Outside the little amphitheater where the recital was going to
take place, Sax stopped at a drink table and dispensed another small cup of
kava. The festival spirit was growing all around them. Hector and Sylvia
hurried down to get ready, glowing with anticipation. Watching them Sax
remembered his recent encounter with Ann. If only he had been able to think!
Why, he had gone completely incoherent! If only he had thought to become
Stephen Lindholm again, perhaps that would have helped. Where was Ann now, what
was she thinking? What had she been doing? Did she only wander the face of Mars
now, like a ghost, moving from one Red station to another? What were the Reds
doing now, how did they live? Had they been about to bomb Da Vinci, had his
chance encounter stopped a raid? No no. There were ecoteurs still out there
monkey-wrenching projects, but with the legal limits on terraform-ing, most
Reds had rejoined society somehow; it was one mainstream political strand among
the rest, vigilant, quick to litigate—indeed much more interested in taking on
political work than less ideological citizens—but still, and by that very tendency,
normalized. Where then would Ann fit in? With whom did she associate?

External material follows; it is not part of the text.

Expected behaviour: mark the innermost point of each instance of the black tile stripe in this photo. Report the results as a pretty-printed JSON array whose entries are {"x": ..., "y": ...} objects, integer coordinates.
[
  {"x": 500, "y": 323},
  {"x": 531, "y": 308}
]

Well, he could call her and ask.

But he was afraid to call, afraid to ask. Afraid to talk to her!
At least by wrist. And apparently in person as well. She had not said what she
thought of him giving her the treatment against her will. No thanks, no curse;
nothing. What did she think? What was she thinking?

He sighed, sipped his kava. Down below they were beginning, Hector
rolling out a recitative in Spanish, his voice so musical and expressive it was
almost as if Sax could understand him by tone of voice alone.

Ann, Ann, Ann. This obsessive interest in someone else’s thought
was so uncomfortable. So much easier to concentrate on the planet, on rock and
air, on biology. It was a ploy Ann herself would understand. And there was in
eco-poesis something fundamentally intriguing. The birth of a world. Out of
their control. Still he wondered what she made of it. Perhaps he would run into
her again.

 

Meanwhile, the world. He went back out on it again. Rumpled land
under the blue dome of the sky. The ordinary sky at the equator in spring
changed color day by day, it took a color chart even to approximate the tone
colors; some days it was a deep violet blue—clematis blue, or hyacinth blue, or
lapis lazuli, or a purplish indigo. Or Prussian blue, a pigment made from
ferric ferrocyanide, interestingly, as there was certainly a lot of ferric
material up there. Iron blue. Slightly more purple than Himalayan skies as seen
in photographs, but otherwise like the Terran skies seen at those high
altitudes. And combined with the rocky indented landscape, it did seem like a
high-altitude place. Everything: the sky color, the rumpled rock, the cold thin
air so pure and chill. Everything so high. He walked into the wind, or across
the wind, or with the wind at his back, and each felt different. In his
nostrils the wind was like a mild intoxicant, flooding the brain. He stepped on
lichen-crusted rocks, from slab to slab, as if walking on a personal sidewalk
appearing magically out of the shatter of the land, up and down, every step
just a step, wandering attentive to the thisness of each moment. Moment to
moment to moment, each one discrete, like Bao’s loops of timespace, like the
successive positions of a finch’s head, the little birds plancking from one
quantum pose to the next. It appeared on close inspection that moments were not
regular units but varied in duration, depending on what was happening in them.
The wind dropped, no birds in sight: everything suddenly still, and oh so
silent, except for the buzzing of insects; those moments could last several
seconds each. Whereas when sparrows were dogfighting a crow, the moments were
nearly instantaneous. Look very closely; sometimes it was a flow, sometimes the
planck-planck-planck of individual stillnesses.